Offering hugs, high fives for the recovery of Virginia Beach community

Dave Sylvester greeted city workers and other locals with high fives and hugs of support during a visit in June. [Shelly Slocum/The Independent News]
Ed. — This archived story originally ran in the July 5 print edition.


OCEANFRONT — Dave Sylvester, known as “Big Dave,” traveled from Pennsylvania to console Virginia Beach following the May 31 mass shooting at the city municipal center.

While visiting the Green Cat Juice Bar and Market at the Oceanfront in June, he greeted people with a booming voice and a high five, even a hug. It’s a longtime mission.

Big Dave travels the world following tragedies such as the one that happened here, and he gives passersby a gesture of comfort and words of encouragement.

“Every time that there is a shooting or something like this, the fabric of humanity gets torn just a little bit more, and people need to be able to trust again,” Sylvester said. “I think we need to be able to trust in people again, and that’s what hugs and high fives do.”

A personal trainer in Philadelphia, Sylvester traveled down to the Green Cat, the same place he had given high fives and hugs two years ago during a nationwide tour.

“When he came last time, I wasn’t sure what to expect or how people would react, but it just seemed like it was a positive event,” said Jacki Welch, owner of the Green Cat. “I see people leaving with a big smile on their face after they’ve gotten a big bear hug.”

Upon arriving in Virginia Beach, Sylvester talked to municipal workers, the mayor and and police officers.

“When stuff like this happens, they have to notify families, and, at the same time as you’re doing this horrible work, you don’t have time to grieve,” he said. “I like to reach out to police and stuff, because it gives them an outlet. They need that while they’re doing their job.”

People smiled and hugged Sylvester repeatedly at Green Cat. Some were affected by the shooting and found comfort in his hugs and friendly demeanor.

“It’s important that something is done to make people smile,” he said. “It’s definitely important after there is a shooting or something to do something to make the community smile.”

One young boy high fived Sylvester over and over again, a huge smile overtaking his face each time.

“People are excited that we’re coming together as a community,” said Ashlie Bell, office manager of Green Cat. “I think the response to Big Dave has been great.”
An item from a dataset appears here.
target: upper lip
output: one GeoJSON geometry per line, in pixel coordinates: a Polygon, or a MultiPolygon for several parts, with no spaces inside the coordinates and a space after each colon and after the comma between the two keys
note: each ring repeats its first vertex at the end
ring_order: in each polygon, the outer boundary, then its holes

“I love it,” Welch said. “It puts a smile on their face. They come in but then they see him and he’s like a teddy bear. His mood is just infectious.”
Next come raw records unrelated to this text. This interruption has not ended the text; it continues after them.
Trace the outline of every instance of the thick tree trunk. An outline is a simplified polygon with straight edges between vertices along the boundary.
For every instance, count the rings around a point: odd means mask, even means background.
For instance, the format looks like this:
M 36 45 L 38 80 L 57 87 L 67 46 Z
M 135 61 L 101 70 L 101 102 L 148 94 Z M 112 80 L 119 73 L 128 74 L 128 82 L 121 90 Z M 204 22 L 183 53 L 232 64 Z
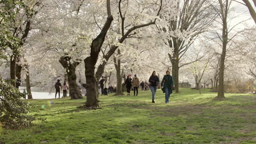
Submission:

Sylvester started doing this after his friend was killed during the Sept. 11, 2001, terror attack. He now tries to do something once a month, whether local in Philadelphia or traveling to a place in need like Virginia Beach.

“Even when I’m not traveling, I’m hugging and high fiving,” he said. “That’s what people know me for.”

Over the past 18 years, Sylvester had given out over half a million hugs and high fives. He has bicycled the U.S. three times and driven the nation once. He has gone to Africa, Asia and Australia.

After his visit to Virginia Beach, Sylvester can add more than 50 high fives given – and more than 50 lives brightened by his visit.

“The important thing about my story is how it can apply to your life,” he said. “I’m not doing anything that requires a specific degree. I just hope to make the world smile.”